Political analyst Rosendo Fraga said “the big victor is the candidate who came in second”.
Ms Fernandez said achieving stability and leaving Argentines “a normal country” was the promise made by her late husband, Neston Kirchner, when he took office in 2003.
The 58-year-old powerboating fanatic – who lost his right arm in a 1989 racing accident – served as Nestor Kirchner’s vice president. “The core tenets will be much closer to what Macri is proposing than Scioli”.
The Kirchner family did however rack up victories in its southern stronghold of Santa Cruz, where the president’s son Maximo, 38, was elected to Congress and her sister-in-law Alicia, 69, won the governorship.

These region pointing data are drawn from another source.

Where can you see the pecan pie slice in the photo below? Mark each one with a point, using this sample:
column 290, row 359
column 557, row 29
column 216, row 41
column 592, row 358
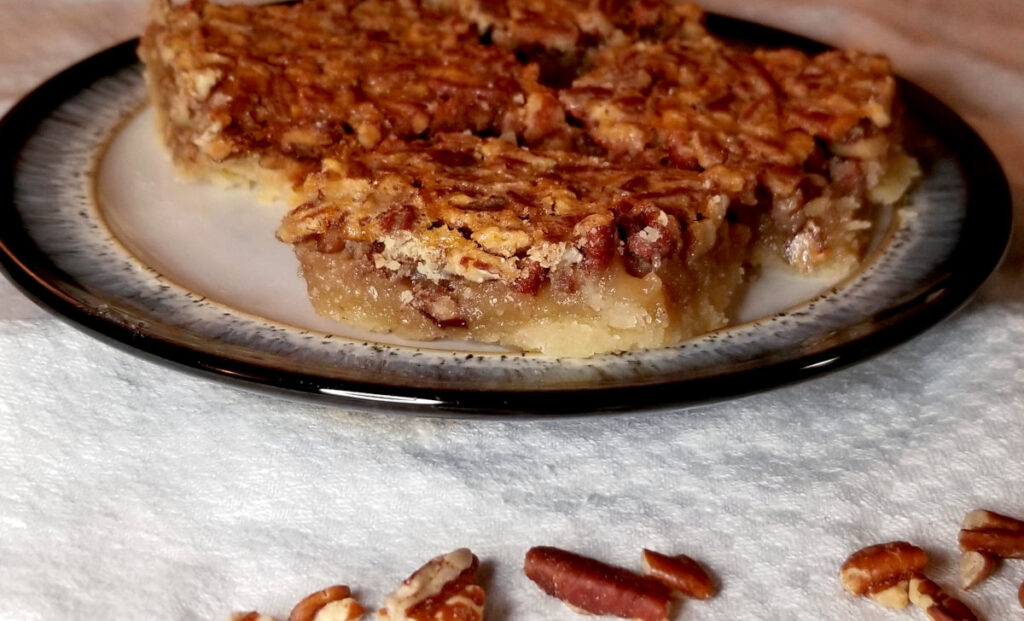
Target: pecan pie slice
column 261, row 93
column 569, row 176
column 476, row 238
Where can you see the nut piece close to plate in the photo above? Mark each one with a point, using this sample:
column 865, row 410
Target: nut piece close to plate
column 443, row 589
column 883, row 572
column 595, row 587
column 332, row 604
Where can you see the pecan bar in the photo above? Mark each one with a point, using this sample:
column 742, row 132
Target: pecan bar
column 817, row 135
column 552, row 251
column 261, row 93
column 572, row 176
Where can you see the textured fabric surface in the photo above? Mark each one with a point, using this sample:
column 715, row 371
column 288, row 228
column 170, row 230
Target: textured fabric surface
column 132, row 491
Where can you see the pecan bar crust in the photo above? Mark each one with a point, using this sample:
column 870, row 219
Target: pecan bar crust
column 572, row 177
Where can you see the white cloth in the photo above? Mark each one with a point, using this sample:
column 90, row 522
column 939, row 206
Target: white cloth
column 132, row 491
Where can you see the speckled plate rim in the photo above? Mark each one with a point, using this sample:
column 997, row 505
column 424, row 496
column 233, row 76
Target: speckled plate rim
column 981, row 241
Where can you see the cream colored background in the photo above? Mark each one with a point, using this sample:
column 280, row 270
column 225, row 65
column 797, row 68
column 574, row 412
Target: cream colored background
column 130, row 491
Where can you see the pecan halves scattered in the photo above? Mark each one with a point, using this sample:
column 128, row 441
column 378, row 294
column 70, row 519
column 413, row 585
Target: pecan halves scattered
column 975, row 567
column 930, row 597
column 596, row 587
column 332, row 604
column 443, row 589
column 993, row 534
column 882, row 572
column 681, row 574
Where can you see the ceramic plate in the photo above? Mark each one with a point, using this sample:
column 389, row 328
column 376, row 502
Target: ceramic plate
column 95, row 226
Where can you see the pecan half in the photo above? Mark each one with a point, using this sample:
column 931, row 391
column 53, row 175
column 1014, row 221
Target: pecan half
column 1003, row 543
column 930, row 597
column 983, row 520
column 882, row 566
column 681, row 574
column 975, row 567
column 443, row 589
column 596, row 587
column 332, row 604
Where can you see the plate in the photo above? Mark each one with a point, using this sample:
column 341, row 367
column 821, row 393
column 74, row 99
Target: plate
column 84, row 190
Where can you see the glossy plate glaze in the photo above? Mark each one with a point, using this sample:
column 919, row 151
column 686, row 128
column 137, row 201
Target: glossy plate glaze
column 84, row 191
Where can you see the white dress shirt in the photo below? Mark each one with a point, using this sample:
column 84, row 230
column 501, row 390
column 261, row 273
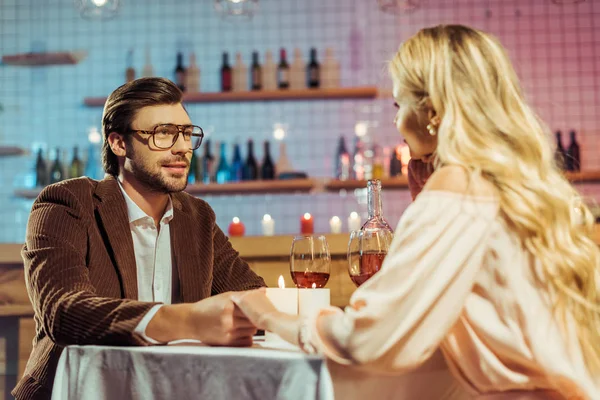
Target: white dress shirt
column 153, row 258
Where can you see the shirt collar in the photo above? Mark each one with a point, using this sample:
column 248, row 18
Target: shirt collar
column 135, row 213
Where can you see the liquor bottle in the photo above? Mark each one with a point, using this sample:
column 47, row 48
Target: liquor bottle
column 342, row 161
column 180, row 73
column 560, row 154
column 573, row 160
column 130, row 71
column 283, row 163
column 396, row 162
column 250, row 171
column 76, row 167
column 240, row 74
column 255, row 73
column 192, row 76
column 226, row 74
column 147, row 71
column 237, row 165
column 313, row 70
column 56, row 172
column 283, row 71
column 207, row 163
column 268, row 168
column 269, row 72
column 223, row 169
column 41, row 170
column 193, row 169
column 297, row 72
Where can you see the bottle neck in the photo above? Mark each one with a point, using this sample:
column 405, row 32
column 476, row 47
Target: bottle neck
column 374, row 203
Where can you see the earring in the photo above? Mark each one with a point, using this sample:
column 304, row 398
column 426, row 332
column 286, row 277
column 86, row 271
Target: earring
column 431, row 129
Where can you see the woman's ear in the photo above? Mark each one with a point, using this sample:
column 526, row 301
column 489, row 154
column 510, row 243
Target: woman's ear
column 116, row 142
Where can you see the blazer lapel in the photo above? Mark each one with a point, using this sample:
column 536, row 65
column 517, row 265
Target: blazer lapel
column 192, row 277
column 112, row 212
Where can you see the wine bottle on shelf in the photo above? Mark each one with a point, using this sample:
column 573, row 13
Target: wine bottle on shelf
column 313, row 70
column 283, row 71
column 130, row 71
column 268, row 168
column 180, row 73
column 396, row 162
column 269, row 72
column 342, row 161
column 237, row 165
column 255, row 73
column 56, row 172
column 193, row 169
column 240, row 74
column 192, row 76
column 76, row 167
column 283, row 163
column 223, row 169
column 560, row 154
column 41, row 170
column 297, row 71
column 573, row 159
column 250, row 171
column 147, row 71
column 226, row 73
column 207, row 162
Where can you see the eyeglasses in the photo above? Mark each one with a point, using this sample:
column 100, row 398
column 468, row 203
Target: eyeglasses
column 164, row 136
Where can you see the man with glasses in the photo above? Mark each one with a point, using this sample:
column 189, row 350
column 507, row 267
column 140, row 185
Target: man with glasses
column 131, row 259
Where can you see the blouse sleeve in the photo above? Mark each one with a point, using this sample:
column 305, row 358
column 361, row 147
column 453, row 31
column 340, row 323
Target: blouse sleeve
column 397, row 319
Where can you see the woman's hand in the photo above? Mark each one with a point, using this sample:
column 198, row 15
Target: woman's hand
column 418, row 173
column 256, row 306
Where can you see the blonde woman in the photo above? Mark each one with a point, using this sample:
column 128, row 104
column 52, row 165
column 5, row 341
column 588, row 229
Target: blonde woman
column 493, row 263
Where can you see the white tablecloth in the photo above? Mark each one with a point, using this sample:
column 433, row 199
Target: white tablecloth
column 265, row 371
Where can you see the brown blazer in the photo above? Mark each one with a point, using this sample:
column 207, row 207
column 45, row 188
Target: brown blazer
column 80, row 270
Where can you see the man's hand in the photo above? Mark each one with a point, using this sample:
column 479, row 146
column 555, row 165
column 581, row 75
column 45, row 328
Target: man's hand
column 215, row 321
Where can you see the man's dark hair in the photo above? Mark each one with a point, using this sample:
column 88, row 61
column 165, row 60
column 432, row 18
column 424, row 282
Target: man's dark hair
column 122, row 106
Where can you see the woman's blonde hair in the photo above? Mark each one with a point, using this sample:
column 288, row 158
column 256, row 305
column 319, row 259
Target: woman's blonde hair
column 487, row 127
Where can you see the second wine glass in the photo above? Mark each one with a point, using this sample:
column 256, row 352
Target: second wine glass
column 310, row 261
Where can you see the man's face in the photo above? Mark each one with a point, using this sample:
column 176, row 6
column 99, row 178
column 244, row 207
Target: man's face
column 159, row 170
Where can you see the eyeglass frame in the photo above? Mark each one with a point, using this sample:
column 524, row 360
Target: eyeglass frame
column 180, row 129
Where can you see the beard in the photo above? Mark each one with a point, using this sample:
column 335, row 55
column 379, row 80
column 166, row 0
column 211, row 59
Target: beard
column 154, row 178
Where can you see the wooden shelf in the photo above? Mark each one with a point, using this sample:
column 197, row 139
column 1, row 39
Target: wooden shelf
column 365, row 92
column 253, row 187
column 43, row 59
column 6, row 151
column 399, row 182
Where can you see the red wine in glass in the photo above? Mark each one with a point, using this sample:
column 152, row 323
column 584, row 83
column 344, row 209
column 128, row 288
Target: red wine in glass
column 307, row 279
column 370, row 264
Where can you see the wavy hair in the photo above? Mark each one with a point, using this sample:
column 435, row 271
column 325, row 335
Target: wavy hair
column 488, row 128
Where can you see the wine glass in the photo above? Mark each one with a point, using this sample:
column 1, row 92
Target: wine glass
column 310, row 261
column 366, row 251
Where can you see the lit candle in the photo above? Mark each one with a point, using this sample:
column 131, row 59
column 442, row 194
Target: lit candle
column 312, row 300
column 236, row 228
column 354, row 222
column 284, row 300
column 307, row 226
column 335, row 224
column 268, row 225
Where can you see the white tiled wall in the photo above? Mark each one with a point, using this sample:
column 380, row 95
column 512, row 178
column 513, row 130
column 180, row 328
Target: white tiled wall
column 556, row 50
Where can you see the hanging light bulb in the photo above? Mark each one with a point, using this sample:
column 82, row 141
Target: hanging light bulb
column 236, row 8
column 398, row 6
column 97, row 9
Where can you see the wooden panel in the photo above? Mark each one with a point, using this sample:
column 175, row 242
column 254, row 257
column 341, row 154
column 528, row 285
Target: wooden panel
column 366, row 92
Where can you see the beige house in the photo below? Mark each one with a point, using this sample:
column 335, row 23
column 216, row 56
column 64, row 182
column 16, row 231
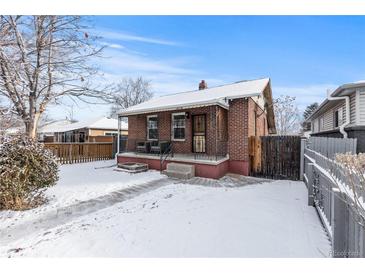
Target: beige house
column 97, row 130
column 342, row 114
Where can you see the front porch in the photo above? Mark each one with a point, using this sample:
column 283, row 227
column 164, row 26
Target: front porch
column 205, row 165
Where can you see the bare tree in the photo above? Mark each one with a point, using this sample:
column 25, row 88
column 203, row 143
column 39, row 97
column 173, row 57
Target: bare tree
column 42, row 59
column 7, row 119
column 287, row 116
column 129, row 92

“Nevertheless, there are hundreds of billions of dollars of savings of wealthy Argentines outside of Argentina, ready to invest in their beloved country”, he said.
Numerous polls in recent months had projected that ruling party candidate Daniel Scioli would win by 10 percent or more.
Buenos Aires province is home to 38 percent of the electorate, with sections that are traditional hotspots of support for Peronism, largely the poor neighborhoods surrounding the capital.
Dissident Peronist Sergio Massa received 21.34 percent of the vote; Nicolas del Caño, of the Frente de Izquierda, got 3.27 percent; Progressive Margarita Stolbizer garnered 2.54 percent; and former President Adolfo Rodriguez Saa, of Compromiso Federal, received 1.67 percent of the vote.
Massa, a former Kirchner ally who fell out with the president and launched a rival party, the Renewal Front, two years ago, could also have a serious impact on the election.
“In the past, we’ve always voted in the middle of crisis”, said Kirchner, who leaves office with an approval rating of around 50 percent after serving the two-term limit.
He will be painted, in these interceding weeks, as a charlatan who wants to slash government spending and abandon the expensive welfare programmes that are so popular with many of Argentina’s Peronist-supporting working classes.
Macri, the Buenos Aires mayor, presented himself as the candidate to put Argentina’s economy in order, promising to make a deal with the US creditors and lift unpopular currency restrictions.